Levy Michael J, Topazian Mark D, Wiersema Maurits J, Clain Jonathan E, Rajan Elizabeth, Wang Kenneth K, de la Mora Jose G, Gleeson Ferga C, Pearson Randall K, Pelaez Mario C, Petersen Bret T, Vege Santhi S, Chari Suresh T
Division of Gastroenterology and Hepatology, Mayo Clinic College of Medicine, Rochester, Minnesota, USA.
Am J Gastroenterol. 2008 Jan;103(1):98-103. doi: 10.1111/j.1572-0241.2007.01607.x. Epub 2007 Oct 26.
Celiac plexus neurolysis and block are considered safe but provide limited pain relief. Standard techniques target the region of the celiac plexus but do not attempt injections directly into celiac ganglia. The recent recognition that celiac ganglia can be visualized by endoscopic ultrasound (EUS) now allows direct injection into celiac ganglia for neurolysis (CGN) and block (CGB).
To determine the safety and initial efficacy (at 2-4 wk) of direct ganglia injection in patients with moderate to severe pain secondary to unresectable pancreatic carcinoma or chronic pancreatitis.
An EUS database was reviewed to identify patients undergoing CGN and CGB. Data were retrieved from the medical records and phone follow-up.
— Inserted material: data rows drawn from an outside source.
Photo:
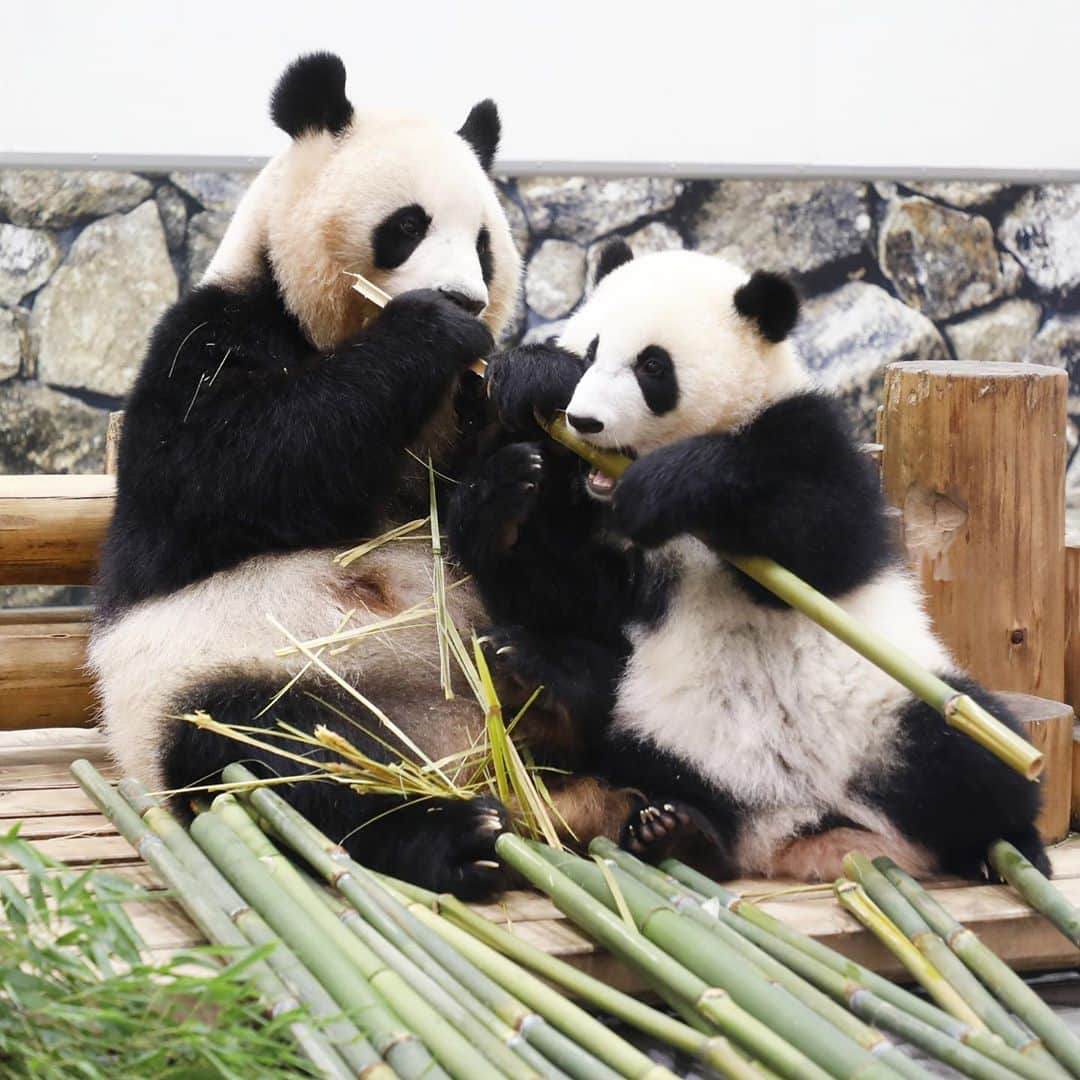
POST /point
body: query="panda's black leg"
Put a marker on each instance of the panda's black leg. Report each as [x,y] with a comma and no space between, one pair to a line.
[953,797]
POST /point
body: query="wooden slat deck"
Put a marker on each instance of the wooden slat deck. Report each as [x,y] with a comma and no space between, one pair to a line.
[37,790]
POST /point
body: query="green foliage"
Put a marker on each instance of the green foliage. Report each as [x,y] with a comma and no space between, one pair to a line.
[80,999]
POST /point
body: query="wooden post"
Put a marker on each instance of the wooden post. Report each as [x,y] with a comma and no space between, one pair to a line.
[974,459]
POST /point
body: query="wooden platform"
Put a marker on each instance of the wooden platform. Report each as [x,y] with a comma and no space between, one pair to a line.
[37,790]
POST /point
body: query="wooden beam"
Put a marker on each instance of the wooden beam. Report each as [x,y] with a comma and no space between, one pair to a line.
[974,459]
[51,528]
[43,683]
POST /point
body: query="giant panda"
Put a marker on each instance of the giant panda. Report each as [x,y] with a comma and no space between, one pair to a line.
[272,424]
[758,742]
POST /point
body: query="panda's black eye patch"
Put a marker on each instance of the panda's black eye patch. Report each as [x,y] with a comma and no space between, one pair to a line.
[399,234]
[484,254]
[656,376]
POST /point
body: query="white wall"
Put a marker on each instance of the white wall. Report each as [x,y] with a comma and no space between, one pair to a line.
[713,86]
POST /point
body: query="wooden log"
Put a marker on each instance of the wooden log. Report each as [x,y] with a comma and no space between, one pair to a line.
[42,678]
[1049,726]
[974,459]
[51,528]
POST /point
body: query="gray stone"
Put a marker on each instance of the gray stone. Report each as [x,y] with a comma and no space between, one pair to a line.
[961,193]
[942,261]
[796,226]
[655,237]
[849,336]
[515,216]
[173,211]
[13,341]
[555,278]
[1002,334]
[90,324]
[27,258]
[57,198]
[216,191]
[584,207]
[1042,230]
[544,333]
[42,430]
[205,231]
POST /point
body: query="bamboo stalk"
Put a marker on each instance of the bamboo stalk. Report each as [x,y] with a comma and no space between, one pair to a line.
[1036,889]
[401,1048]
[664,887]
[368,895]
[459,1057]
[714,960]
[989,968]
[214,922]
[918,932]
[958,710]
[356,1051]
[714,1003]
[497,952]
[792,946]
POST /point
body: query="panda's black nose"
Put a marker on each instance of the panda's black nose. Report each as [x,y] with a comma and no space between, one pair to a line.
[469,304]
[586,424]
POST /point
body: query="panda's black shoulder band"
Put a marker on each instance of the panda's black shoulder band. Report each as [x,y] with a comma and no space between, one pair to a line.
[310,96]
[771,302]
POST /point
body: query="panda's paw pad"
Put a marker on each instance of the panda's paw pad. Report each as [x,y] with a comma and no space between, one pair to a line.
[657,829]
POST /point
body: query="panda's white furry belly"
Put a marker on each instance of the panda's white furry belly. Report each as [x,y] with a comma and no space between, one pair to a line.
[763,701]
[164,647]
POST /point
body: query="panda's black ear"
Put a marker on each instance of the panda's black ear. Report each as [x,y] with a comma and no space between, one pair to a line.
[771,302]
[613,255]
[310,96]
[482,130]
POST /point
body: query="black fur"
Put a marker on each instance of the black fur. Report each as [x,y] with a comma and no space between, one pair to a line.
[399,234]
[482,131]
[771,302]
[613,255]
[434,842]
[240,439]
[310,96]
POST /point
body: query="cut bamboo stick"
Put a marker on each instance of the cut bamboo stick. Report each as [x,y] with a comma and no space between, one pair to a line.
[715,1004]
[211,919]
[989,968]
[958,710]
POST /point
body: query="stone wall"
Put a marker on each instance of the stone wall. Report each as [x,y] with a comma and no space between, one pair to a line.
[889,271]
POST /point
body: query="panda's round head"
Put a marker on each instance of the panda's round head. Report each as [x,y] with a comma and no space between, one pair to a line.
[678,343]
[389,196]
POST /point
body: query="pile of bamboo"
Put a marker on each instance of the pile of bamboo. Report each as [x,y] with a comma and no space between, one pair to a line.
[389,980]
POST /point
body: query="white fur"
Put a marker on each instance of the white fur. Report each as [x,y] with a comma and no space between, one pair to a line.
[682,301]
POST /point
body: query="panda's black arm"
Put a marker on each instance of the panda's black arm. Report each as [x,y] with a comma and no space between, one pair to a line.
[239,439]
[792,485]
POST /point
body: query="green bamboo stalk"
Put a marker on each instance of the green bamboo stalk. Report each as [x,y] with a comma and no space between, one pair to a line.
[457,1055]
[714,1003]
[918,932]
[353,1048]
[989,968]
[542,1043]
[498,952]
[1036,889]
[811,958]
[214,922]
[713,959]
[958,710]
[350,987]
[661,885]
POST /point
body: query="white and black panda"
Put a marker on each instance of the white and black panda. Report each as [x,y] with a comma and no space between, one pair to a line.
[270,428]
[748,729]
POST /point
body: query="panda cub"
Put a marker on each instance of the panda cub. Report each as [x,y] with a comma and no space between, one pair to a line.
[761,743]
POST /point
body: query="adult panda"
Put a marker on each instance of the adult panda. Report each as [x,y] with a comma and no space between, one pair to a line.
[760,743]
[271,426]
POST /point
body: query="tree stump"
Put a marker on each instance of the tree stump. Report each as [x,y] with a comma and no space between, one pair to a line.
[974,459]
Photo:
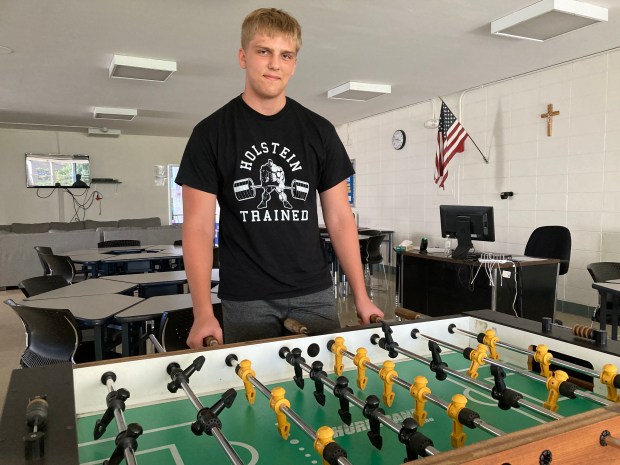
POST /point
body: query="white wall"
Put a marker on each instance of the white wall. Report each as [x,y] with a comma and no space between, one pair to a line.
[130,159]
[570,179]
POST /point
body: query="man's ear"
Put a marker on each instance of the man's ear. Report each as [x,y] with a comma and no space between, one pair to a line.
[242,58]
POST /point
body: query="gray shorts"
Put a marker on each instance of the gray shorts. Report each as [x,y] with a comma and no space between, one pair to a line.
[263,319]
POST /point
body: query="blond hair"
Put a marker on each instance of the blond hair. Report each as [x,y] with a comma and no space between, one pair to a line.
[271,22]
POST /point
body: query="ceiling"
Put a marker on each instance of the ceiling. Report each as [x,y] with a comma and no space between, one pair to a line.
[58,71]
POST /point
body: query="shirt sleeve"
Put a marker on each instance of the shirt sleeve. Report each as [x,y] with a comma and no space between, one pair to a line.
[198,165]
[338,166]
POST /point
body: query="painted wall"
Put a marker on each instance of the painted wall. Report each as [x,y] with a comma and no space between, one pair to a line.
[130,159]
[570,179]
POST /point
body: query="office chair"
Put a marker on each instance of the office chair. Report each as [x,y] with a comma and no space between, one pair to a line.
[44,250]
[52,336]
[40,284]
[372,256]
[550,242]
[175,327]
[601,272]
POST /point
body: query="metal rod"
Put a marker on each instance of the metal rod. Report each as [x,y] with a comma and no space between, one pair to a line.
[480,384]
[128,452]
[310,432]
[527,374]
[555,361]
[438,401]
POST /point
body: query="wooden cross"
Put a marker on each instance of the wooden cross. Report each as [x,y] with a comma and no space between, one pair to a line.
[549,115]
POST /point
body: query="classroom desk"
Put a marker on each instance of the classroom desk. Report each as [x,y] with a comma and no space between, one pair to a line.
[436,285]
[150,309]
[86,288]
[93,310]
[611,289]
[152,284]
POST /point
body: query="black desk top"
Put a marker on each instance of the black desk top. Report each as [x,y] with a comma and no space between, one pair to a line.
[163,277]
[94,309]
[88,287]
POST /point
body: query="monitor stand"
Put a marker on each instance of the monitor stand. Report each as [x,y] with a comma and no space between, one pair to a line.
[463,237]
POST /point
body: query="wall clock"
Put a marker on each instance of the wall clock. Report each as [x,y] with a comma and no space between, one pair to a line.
[398,139]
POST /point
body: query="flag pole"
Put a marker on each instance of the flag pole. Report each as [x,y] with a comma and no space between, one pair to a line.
[486,160]
[473,142]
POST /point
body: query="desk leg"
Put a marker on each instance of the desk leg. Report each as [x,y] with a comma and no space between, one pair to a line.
[98,331]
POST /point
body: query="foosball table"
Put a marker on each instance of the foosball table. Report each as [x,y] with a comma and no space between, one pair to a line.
[476,388]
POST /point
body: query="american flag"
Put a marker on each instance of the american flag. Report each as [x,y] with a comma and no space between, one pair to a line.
[450,141]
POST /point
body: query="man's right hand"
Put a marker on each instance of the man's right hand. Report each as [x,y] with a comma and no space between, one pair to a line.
[202,328]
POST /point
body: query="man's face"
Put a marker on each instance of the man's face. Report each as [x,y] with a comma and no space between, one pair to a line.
[269,63]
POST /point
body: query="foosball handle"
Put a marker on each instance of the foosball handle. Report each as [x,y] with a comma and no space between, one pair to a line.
[295,327]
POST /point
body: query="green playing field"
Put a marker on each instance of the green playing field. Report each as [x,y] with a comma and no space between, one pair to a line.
[168,440]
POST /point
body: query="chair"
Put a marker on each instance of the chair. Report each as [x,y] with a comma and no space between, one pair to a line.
[52,336]
[601,272]
[550,242]
[44,250]
[40,284]
[175,327]
[61,265]
[372,256]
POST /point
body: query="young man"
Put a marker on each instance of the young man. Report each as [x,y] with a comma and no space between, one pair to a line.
[263,157]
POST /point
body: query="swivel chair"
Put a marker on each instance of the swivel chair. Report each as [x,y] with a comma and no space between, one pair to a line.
[43,250]
[372,256]
[52,336]
[550,242]
[601,272]
[60,265]
[40,284]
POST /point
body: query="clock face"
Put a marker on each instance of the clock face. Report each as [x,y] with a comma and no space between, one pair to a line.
[398,139]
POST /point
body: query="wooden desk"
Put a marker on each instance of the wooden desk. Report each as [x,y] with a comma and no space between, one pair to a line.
[436,285]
Thirty-three patients underwent 36 direct celiac ganglia injections for unresectable pancreatic cancer (CGN N = 17, CGB N = 1) or chronic pancreatitis (CGN N = 5, CGB N = 13) with bupivacaine (0.25%) and alcohol (99%) for CGN, or Depo-Medrol (80 mg/2 cc) for CGB. Cancer patients reported pain relief in 16/17 (94%) when alcohol was injected and 0/1 (00%) when steroid was injected. For chronic pancreatitis, 4/5 (80%) who received alcohol reported pain relief versus 5/13 (38%) receiving steroids. Thirteen (34%) patients experienced initial pain exacerbation, which correlated with improved therapeutic response (P < 0.05). Transient hypotension and diarrhea developed in 12 and 6 patients, respectively.
Initial experience suggests that EUS-guided direct celiac ganglion block or neurolysis is safe. Alcohol injection into ganglia appears to be effective in both cancer and chronic pancreatitis. Prospective trials are needed to confirm the efficacy of this new approach.
腹腔神经丛神经溶解术和阻滞术被认为是安全的,但止痛效果有限。标准技术针对腹腔神经丛区域,但不尝试直接向腹腔神经节内注射。最近认识到可通过内镜超声(EUS)观察到腹腔神经节,这使得现在能够直接向腹腔神经节内注射以进行神经溶解术(CGN)和阻滞术(CGB)。
确定对不可切除胰腺癌或慢性胰腺炎继发的中重度疼痛患者进行直接神经节内注射的安全性和初始疗效(2 - 4周时)。
回顾EUS数据库以识别接受CGN和CGB的患者。数据从病历和电话随访中获取。
33例患者因不可切除胰腺癌(CGN 17例,CGB 1例)或慢性胰腺炎(CGN 5例,CGB 13例)接受了36次直接腹腔神经节内注射,CGN使用布比卡因(0.25%)和酒精(99%),CGB使用得宝松(80 mg/2 cc)。癌症患者中,注射酒精时16/17(94%)报告疼痛缓解,注射类固醇时0/1(0%)报告疼痛缓解。对于慢性胰腺炎,接受酒精注射的4/5(80%)报告疼痛缓解,而接受类固醇注射的5/13(38%)报告疼痛缓解。13例(34%)患者出现初始疼痛加剧,这与治疗反应改善相关(P < 0.05)。分别有12例和6例患者出现短暂性低血压和腹泻。
初步经验表明,EUS引导下的直接腹腔神经节阻滞或神经溶解术是安全的。向神经节内注射酒精在癌症和慢性胰腺炎中似乎均有效。需要进行前瞻性试验以证实这种新方法的疗效。